Of the eight journalists who comprised the Legion of the Doomed, six went on that mission: Post, Cronkite, Rooney, Wade, Bigart, and Hill. Over Oldenburg, Germany, the group encountered German fighters. Post's B-24 was shot down and exploded in mid-air. Eight Air Force crew members were killed along with Post. The other planes returned safely, though the plane Rooney was on sustained some flak damage. Post's death effectively ended the days of reporters flying on bombing missions. Others, including Scott and Manning (who both missed the Wilhelmshaven raid), did fly after Post's mission, but it was not nearly as common after Post's death. Post is buried in the Ardennes American Cemetery at Neuville-en-Condroz, Belgium.

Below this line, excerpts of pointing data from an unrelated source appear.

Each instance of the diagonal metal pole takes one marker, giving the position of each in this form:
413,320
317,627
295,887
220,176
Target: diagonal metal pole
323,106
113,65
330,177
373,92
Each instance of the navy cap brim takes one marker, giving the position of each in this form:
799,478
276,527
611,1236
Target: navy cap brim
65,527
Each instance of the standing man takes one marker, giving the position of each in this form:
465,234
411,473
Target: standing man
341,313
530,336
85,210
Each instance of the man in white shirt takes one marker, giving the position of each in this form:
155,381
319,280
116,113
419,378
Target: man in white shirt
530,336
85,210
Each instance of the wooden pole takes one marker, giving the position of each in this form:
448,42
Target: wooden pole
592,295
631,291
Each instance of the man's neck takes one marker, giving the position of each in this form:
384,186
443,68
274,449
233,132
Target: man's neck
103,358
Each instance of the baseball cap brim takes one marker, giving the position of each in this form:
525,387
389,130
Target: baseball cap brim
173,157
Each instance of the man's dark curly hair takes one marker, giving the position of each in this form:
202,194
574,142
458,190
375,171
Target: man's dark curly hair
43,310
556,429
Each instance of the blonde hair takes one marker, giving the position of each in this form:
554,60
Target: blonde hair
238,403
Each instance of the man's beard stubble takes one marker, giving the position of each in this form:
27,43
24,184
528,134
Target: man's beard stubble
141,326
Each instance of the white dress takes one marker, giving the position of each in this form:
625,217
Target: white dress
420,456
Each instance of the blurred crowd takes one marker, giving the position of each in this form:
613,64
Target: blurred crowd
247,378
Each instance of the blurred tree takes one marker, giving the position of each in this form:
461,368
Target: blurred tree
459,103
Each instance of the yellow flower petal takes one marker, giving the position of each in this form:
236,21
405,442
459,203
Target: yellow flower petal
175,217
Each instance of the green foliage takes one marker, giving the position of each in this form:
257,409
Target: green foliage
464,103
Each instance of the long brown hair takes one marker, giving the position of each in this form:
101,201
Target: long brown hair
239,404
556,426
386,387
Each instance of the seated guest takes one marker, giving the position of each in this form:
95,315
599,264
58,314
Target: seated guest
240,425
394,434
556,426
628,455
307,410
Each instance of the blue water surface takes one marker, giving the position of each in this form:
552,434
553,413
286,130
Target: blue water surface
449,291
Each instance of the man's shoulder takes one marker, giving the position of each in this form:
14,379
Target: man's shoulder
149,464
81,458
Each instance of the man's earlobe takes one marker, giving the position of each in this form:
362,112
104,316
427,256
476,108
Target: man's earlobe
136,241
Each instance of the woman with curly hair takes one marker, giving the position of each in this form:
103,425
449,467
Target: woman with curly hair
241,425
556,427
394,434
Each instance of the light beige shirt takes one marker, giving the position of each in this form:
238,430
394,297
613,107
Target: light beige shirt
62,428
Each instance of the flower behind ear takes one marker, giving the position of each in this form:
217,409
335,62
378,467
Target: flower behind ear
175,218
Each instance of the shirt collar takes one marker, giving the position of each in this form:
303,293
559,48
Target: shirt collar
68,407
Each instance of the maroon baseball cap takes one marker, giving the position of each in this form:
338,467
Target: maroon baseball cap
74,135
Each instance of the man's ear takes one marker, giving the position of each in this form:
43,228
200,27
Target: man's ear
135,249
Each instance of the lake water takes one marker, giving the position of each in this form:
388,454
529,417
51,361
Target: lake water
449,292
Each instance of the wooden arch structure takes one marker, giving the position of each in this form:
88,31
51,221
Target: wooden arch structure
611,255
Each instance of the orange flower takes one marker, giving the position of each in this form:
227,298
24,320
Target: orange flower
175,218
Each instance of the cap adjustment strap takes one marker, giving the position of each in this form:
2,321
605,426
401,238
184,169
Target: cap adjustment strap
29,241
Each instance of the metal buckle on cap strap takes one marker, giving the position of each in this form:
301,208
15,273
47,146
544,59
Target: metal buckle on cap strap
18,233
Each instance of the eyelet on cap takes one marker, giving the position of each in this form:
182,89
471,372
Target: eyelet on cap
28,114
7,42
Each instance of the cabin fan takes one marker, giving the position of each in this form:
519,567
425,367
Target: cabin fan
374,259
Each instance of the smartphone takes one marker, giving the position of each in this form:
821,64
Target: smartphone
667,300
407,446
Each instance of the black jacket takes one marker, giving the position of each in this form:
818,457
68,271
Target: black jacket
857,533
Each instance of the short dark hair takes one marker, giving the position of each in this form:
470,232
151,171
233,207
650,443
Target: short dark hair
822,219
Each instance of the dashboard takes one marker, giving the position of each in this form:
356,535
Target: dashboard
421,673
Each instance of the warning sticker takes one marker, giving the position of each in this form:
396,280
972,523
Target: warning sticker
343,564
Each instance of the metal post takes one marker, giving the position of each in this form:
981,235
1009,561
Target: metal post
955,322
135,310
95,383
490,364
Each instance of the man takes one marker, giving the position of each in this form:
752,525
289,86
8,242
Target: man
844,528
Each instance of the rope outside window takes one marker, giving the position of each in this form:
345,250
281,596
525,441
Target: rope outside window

Upon hearing of Post's loss, an officer at the 44th Bomb Group wrote:

During the ten days he was here, Post won the confidence of all men and officers. They recognized his sincerity and his courage, for they constantly go through the same dangers themselves and they know the odds. He came at a time when the group had been badly shot up, when our losses had been heavy, when it seemed few people appreciated what they were suffering. Bob Post got close to our men. They poured out their story to him and felt his purpose was to help them win the war. It encouraged them to have the feeling that the people of the United States would be given a true picture of what they were trying to do and what must be done at home if democracy is to survive.

One of the two crew members who did survive the explosion, Second Lieutenant Wayne Gotke, later wrote about the experience after he was released from a German POW camp. The mission was unique because of the large number of firsthand accounts from the reporters. The German fighter pilot who shot down the bomber, Heinz Knoke, wrote about the incident in a book, I Flew for the Führer, after the war.